CNN’s Kyra Phillips has led her viewers to believe that dangling a noose—an impolite and impolitic form of expression—is a hate crime; a black man beating a white man to a pulp—not so much. Being maimed or murdered, evidently, doesn’t compare to being maligned. Phillips and the feminized establishment media have difficulties differentiating a felony from an affront to feelings. No wonder these wonder men and women are mum about who’s killing whom in the democratic South Africa, the pride of the liberal press.
While black South African criminals are not neglecting other blacks, they are, overwhelmingly, targeting Indians and whites. According to the South African Institute of Security Studies, “Only 32 percent of all blacks questioned knew someone who was a victim of crime,” compared to 66 percent of Indian adults and 56 percent of white adults. The color of crime and its casualties both in America and South Africa is the proverbial elephant in the room—to be touched upon only if the victims can be vilified as racists.
The BBC as well as New Zealand and Australian television news-networks have covered the racially motivated killing campaign Africans are conducting against the Afrikaner farmers of South Africa. Not Kyra and her colleagues at Fox, MSNBC, ABC, and CBS. No wonder, then, that the orchestrated ethnocide against the entire Afrikaner people has not been brought out into the open, as they like to say on CNN.
Ethnocide, as defined by Michael Mann, a leading historical sociologist, is “state-induced cultural assimilation, through hegemony and suppression.” The warmed-over Marxists governing South Africa with the West’s blessing are leading the charge against the country’s Afrikaner past, patriotism, and institutions.
Afrikaans, in particular, has come under the ANC’s attack, as the government attempts to compel Afrikaans schools to adopt English. Afrikaans-speaking universities, for example, have been labeled racist in the New South Africa and have been forced to merge with “third-rate black institutions so that campuses may be swamped by blacks demanding instruction in English,” to quote the Afrikaner intellectual, Dan Roodt.
The ANC’s attempts to tame and claim South-African history have been extended to landmarks in the annals of the founding people—these are being slowly erased, as demonstrated by the ANC’s decision to give an African name to Potchefstroom, a town founded in 1838 by the “Voortrekkers” (Dutch pioneers). The leader of those pioneers, Marthinus Pretorius, founded the capital, Pretoria. It is now Tshwane! Durban’s Moore Road (after Sir John Moore, the hero of the Battle of Corunna) is Che Guevara Road; Kensington Drive, Fidel Castro Drive. The cherry on the cake is Yasser Arafat highway, down which the motorist can speed on the way to the Durban airport.
As a subject in the school curriculum, history was initially neglected during the transition to majority rule. The establishment of the “South African History Project” changed that. The Project’s aim, according to Sasha Polakow-Suransky of the Chronicle of Higher Education, has been “a resurrection of the subject as a prominent field of study in the national school curriculum.” Unfortunately, following the American academy’s example, the trend has been away from “the pursuit of objective historical truth,” toward a postmodern, politically correct reconstruction of historical events, with the aim of fostering “certain values,” in the words of Kader Asmal, the minister of education in 2000.

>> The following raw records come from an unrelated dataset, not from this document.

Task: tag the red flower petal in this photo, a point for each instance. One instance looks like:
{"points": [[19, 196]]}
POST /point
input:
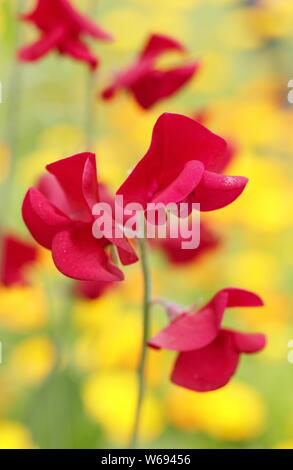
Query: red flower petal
{"points": [[208, 368], [156, 85], [78, 50], [187, 332], [249, 342], [38, 49], [216, 191], [16, 256], [42, 218], [77, 177], [78, 255]]}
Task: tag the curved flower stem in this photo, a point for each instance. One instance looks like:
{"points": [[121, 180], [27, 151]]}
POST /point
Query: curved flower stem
{"points": [[13, 98], [146, 321], [89, 117]]}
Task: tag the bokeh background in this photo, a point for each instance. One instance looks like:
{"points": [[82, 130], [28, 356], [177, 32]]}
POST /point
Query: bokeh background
{"points": [[67, 378]]}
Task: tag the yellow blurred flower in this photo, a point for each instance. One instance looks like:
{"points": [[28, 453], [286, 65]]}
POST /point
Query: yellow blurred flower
{"points": [[110, 399], [235, 412], [22, 308], [284, 445], [32, 360], [117, 345], [4, 160], [14, 435]]}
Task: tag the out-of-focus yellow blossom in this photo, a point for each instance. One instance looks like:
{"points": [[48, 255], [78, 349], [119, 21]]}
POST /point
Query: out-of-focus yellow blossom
{"points": [[214, 74], [235, 24], [277, 341], [274, 312], [32, 360], [273, 19], [253, 270], [284, 445], [110, 399], [170, 4], [62, 140], [22, 308], [14, 435], [140, 22], [235, 412], [252, 123], [7, 394]]}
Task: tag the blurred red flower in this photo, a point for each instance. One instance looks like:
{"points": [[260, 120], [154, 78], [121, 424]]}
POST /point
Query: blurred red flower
{"points": [[148, 84], [183, 164], [208, 354], [17, 255], [62, 28], [59, 216], [92, 289]]}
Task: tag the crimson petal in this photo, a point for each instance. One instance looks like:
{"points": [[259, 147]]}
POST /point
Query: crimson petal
{"points": [[208, 368], [78, 255], [216, 191]]}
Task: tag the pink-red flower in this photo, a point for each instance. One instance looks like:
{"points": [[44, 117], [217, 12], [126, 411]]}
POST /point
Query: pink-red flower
{"points": [[17, 256], [92, 289], [59, 216], [147, 83], [183, 164], [208, 354], [62, 28]]}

“You have books appearing that interpret the history of South Africa only according to the perspective of the liberation struggle,” avers Pieter Kapp, a retired professor of history at Stellenbosch University. Indeed, “Since 1994, tales of European conquest are slowly beginning to disappear from the nation’s classrooms, giving way to epic accounts of black anti-apartheid heroes,” writes Polakow-Suransky.
Like it or not, the modern marvel that was South Africa—with its space program and skyscrapers—was not the handiwork of the black nationalist movement now dismantling it; but the creation of those persecuted, pale, patriarchal Protestants.